Melalui Peraturan Bupati Kebumen Nomor 69 Tahun 2025, kini seluruh Aparatur Pemerintah Desa, mulai dari Kepala Desa hingga perangkat, wajib mematuhi Pedoman Kode Etik yang terperinci dan mengikat.
Kebijakan ini secara tegas bertujuan untuk mewujudkan Aparatur Desa yang berintegritas, profesional, akuntabel, dan transparan demi terselenggaranya pelayanan publik yang prima bagi masyarakat Kebumen.
BACA JUGA: Kebumen Tetap Teratas, Ini Daftar Pagu Dana Desa 29 Kabupaten di Jateng 2026
Pilar Integritas dan Pelayanan Prima
Regulasi terbaru ini menetapkan nilai-nilai dasar yang wajib dijunjung tinggi oleh aparatur, termasuk memegang teguh ideologi Pancasila dan mengabdi kepada negara.
Secara khusus, Perbup menggarisbawahi lima pilar etika utama yang harus dipedomani, Yaitu etika bernegara, berorganisasi, bermasyarakat, terhadap diri sendiri, dan sesama aparatur.
Aparatur desa dituntut menjalankan tugas secara profesional dan tidak berpihak, serta menjauhi segala bentuk kolusi, korupsi, dan nepotisme (KKN).
Dalam ranah pelayanan publik, mereka harus memberikan layanan yang jujur, tanggap, cepat, tepat, akurat, dan santun.
Etika terhadap diri sendiri juga menuntut aparatur memiliki profesionalitas, integritas, dan akuntabilitas tinggi, sekaligus memelihara kesehatan jasmani dan rohani.
Selain itu, mereka harus menerapkan pola hidup sederhana untuk menghindari kecemburuan sosial di tengah masyarakat.

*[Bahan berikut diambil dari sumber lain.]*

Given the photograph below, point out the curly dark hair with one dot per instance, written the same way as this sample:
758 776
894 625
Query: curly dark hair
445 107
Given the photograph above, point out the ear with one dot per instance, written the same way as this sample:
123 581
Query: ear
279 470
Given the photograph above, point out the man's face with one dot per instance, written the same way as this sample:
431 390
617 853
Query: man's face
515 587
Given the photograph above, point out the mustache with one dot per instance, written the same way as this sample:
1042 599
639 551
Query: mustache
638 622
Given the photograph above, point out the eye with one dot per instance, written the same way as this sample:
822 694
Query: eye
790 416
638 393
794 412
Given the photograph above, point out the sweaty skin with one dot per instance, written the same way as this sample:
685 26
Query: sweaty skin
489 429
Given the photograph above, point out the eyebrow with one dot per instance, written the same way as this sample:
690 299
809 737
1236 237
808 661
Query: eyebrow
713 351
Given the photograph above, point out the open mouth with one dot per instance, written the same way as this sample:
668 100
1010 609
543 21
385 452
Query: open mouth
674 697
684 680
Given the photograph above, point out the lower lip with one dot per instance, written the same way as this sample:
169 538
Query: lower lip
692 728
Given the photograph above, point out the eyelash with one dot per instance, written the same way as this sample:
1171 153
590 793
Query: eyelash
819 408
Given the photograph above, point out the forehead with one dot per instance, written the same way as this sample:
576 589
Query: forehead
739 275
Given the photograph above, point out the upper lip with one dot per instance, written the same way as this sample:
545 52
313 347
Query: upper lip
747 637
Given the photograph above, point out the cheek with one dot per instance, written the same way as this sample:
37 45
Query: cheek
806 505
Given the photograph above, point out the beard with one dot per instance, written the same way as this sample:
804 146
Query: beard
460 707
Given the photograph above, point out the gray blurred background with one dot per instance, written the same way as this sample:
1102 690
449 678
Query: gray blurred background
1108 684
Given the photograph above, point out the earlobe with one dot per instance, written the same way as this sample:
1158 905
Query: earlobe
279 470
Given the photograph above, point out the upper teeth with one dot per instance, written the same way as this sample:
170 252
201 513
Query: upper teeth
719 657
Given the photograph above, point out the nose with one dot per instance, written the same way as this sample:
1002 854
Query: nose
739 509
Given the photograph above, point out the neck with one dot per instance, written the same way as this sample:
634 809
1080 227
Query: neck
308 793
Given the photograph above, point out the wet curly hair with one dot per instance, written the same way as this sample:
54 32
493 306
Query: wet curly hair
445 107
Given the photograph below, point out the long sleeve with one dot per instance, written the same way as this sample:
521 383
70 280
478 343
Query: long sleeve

Aparatur dilarang keras menyalahgunakan wewenang dan membocorkan rahasia jabatan untuk kepentingan pribadi atau golongan.
Penegakan Aturan dan Sanksi Berat
Untuk menjamin penegakan aturan ini, dibentuklah Majelis Kode Etik yang bersifat Ad Hoc di tingkat Desa, Kecamatan, dan Kabupaten. Majelis ini bertugas melakukan pemeriksaan dan menyelesaikan kasus pelanggaran kode etik.
BACA JUGA: Dana Desa Tahap II Cair, Ini Prioritas Penggunaan yang Ditetapkan Pemkab Kebumen
Aparatur Desa yang terbukti melanggar akan menghadapi sanksi moral, seperti permohonan maaf secara lisan atau tertulis.
Sanksi moral lainnya juga dapat ditetapkan melalui musyawarah, seperti melaksanakan pengaspalan jalan sepanjang satu kilometer atau menyediakan material untuk pembangunan infrastruktur desa, khususnya bagi kasus asusila yang diketahui masyarakat.
Selain sanksi moral, Majelis Kode Etik juga berhak merekomendasikan tindakan administratif kepada Pejabat Yang Berwenang jika pelanggaran tersebut mengarah pada pelanggaran disiplin.
Perbup baru ini diharapkan mampu mendorong peningkatan kualitas kerja dan menekan angka pelanggaran demi mewujudkan pemerintahan desa yang bersih dan berwibawa di Kebumen.